2021-05-24 Ivy and ignoring the order of tokens

Emacs function naming is strange. I rediscovered that fact a few weeks ago when I tried to find a function giving me the position of the beginning of the current line. I tried to look for a function whose name would match begin.*line, and there was none. I concluded that there is no such function (which was strange, but I learned not to be surprised that often), and proceeded to write my own.

After some time I found out that such a function obviously exists, and that it is called… line-beginning-position. Oh well.
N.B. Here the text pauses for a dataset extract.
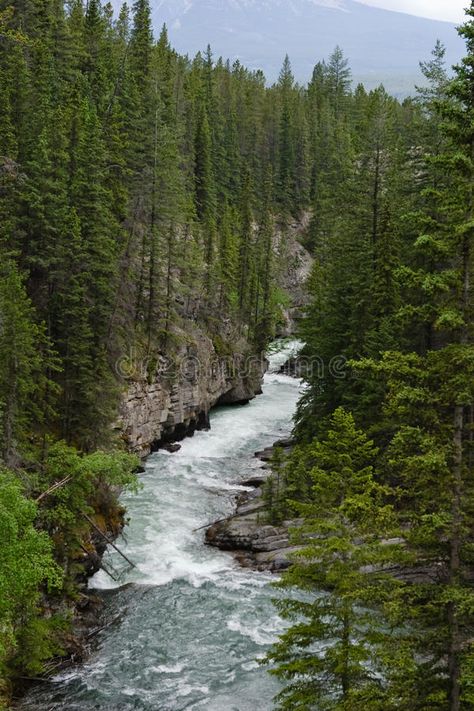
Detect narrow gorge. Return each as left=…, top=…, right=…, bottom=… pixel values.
left=3, top=0, right=473, bottom=705
left=118, top=216, right=312, bottom=459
Of course, being who I am, I immediately got an idea to write an apropos-type command which would accept a number of words/tokens separated by spaces, construct a regex matching any string having those “tokens” in any order and feeding it to apropos. Fortunately, I decided to check first if anything like that existed already.

And of course it did. I’ve been using the great Ivy package as my completion engine for a long time now, and from time to time I skim through the manual and find some hidden gems there. This time it was ivy--regex-ignore-order, one of the “completion styles” of Ivy. This “completion style” means that the input of the form begin line will match anything containing both begin and line, in whichever order. Of course, I don’t want every my search to ignore the token order, but searching for Emacs functions and variables should. That’s why I added this to my init.el:

(add-to-list 'ivy-re-builders-alist '(counsel-describe-function . ivy--regex-ignore-order))
(add-to-list 'ivy-re-builders-alist '(counsel-describe-variable . ivy--regex-ignore-order))

(As you might expect, I have also bound C-h f and C-h v to the counsel-... versions, coming from the Counsel package, which defines Ivy-aware counterparts to many Emacs functions and more.)